De volta para casa, o próximo adversário foi o Flamengo de Zico e Zagalo, fato
que lotou o Belfort Duarte e fez as 20 mil pessoas presentes explodirem de emoção com
os gols de Hélio Pires e Orlando. Após ter vencido o organizador da competição, o último
desafio em casa era o Corinthians, jogo que ficou marcado pelas faltas cometidas,
terminou 0x0. Por fim, a primeira fase terminou com o Verdão indo até Porto Alegre
para garantir a classificação para a próxima fase contra o Internacional, fechando o turno
com um empate de 1×1.

Quatro times classificados para a segunda fase: Bahia, Coxa, Corinthians e
Flamengo. O primeiro confronto era Coxa e Corinthians, cujo começou com desavenças
quando o time paulista proibiu que o atacante Aladim jogasse, uma vez que ele pertencia
ao clube mandante da partida, fato que só aumentou a tensão acumulada do jogo
anterior e foi o mesmo cenário violento e disputado por faltas. Entretanto, nessa partida,
os torcedores sentiram o que sentimos muito hoje em dia: gol no final do segundo tempo,
mas, para a alegria da história, quem marcou foi Oberdan, levando o time para o
penúltimo jogo no palco Maracanã. Nessas alturas, o Flamengo provocava o Verdão e
até chamaram o Coxa de “timinho”, mas o resultado foi 1×0 Coxa com gol de Zé Roberto.

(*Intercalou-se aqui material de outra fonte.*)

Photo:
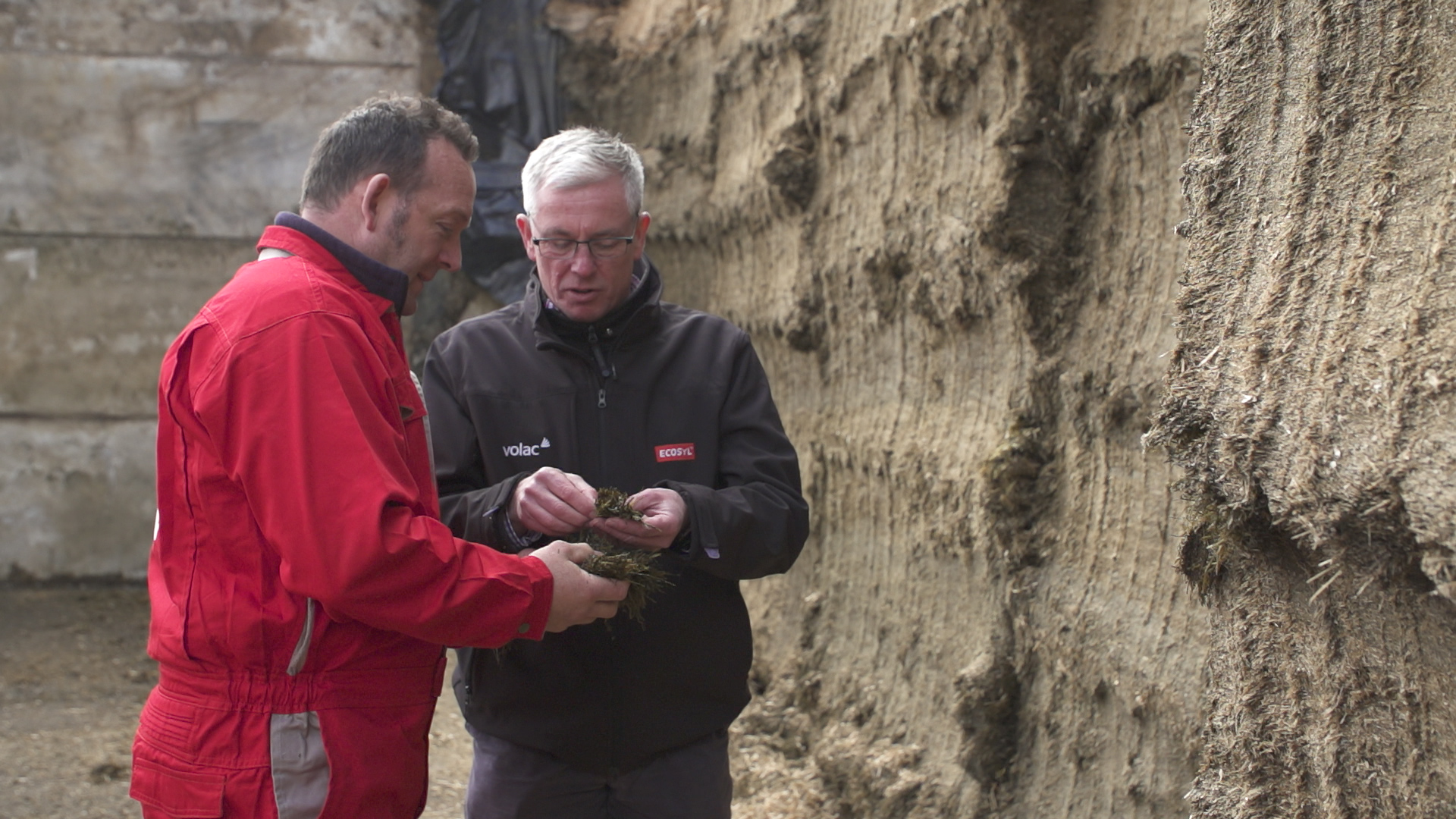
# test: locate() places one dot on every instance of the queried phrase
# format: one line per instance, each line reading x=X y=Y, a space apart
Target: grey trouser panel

A final chegou, Coxa e Bahia, Fonte Nova. A escalação do Coxa naquele 21 de
março contava com muitos ídolos: Jairo, Orlando, Pescuma, Oberdan, Cláudio Marques,
Nilo, Hidalgo, Neo, Dreyer, Negreiros, Reinaldinho, Sérgio Roberto, Hélio Pires, Tião
Abatia, Leocádio, Zé Roberto, Dirceu e Aladim. O contexto era perfeito, um empate e o
Sul seria marcado para sempre com o Torneio do Povo. Todavia, o Bahia repetiu a
mesma história e saiu na frente com um gol de pênalti seguindo de expulsão dupla do
Coritiba, a final teve que ser decidida pela raça. O lance do gol do Coxa foi uma polêmica
na época, um torcedor apitou da arquibancada e a zaga baiana parou, dando a chance
para o gol do artilheiro Hélio Pires. Após muita reclamação do time mandante, o primeiro
título nacional do Sul do país foi consagrado pelo Coxa.

Apesar do título ainda não ter sido reconhecido como título brasileiro, o Torneio
do Povo é patrimônio histórico do Coxa, assim como os protagonistas do feito. O ano
de 73 foi de festas nas ruas, torcida enlouquecida e sonhando com o próximo título que
fizesse a cidade parar de novo, afinal, Coritiba é alegria, é a festa do povão!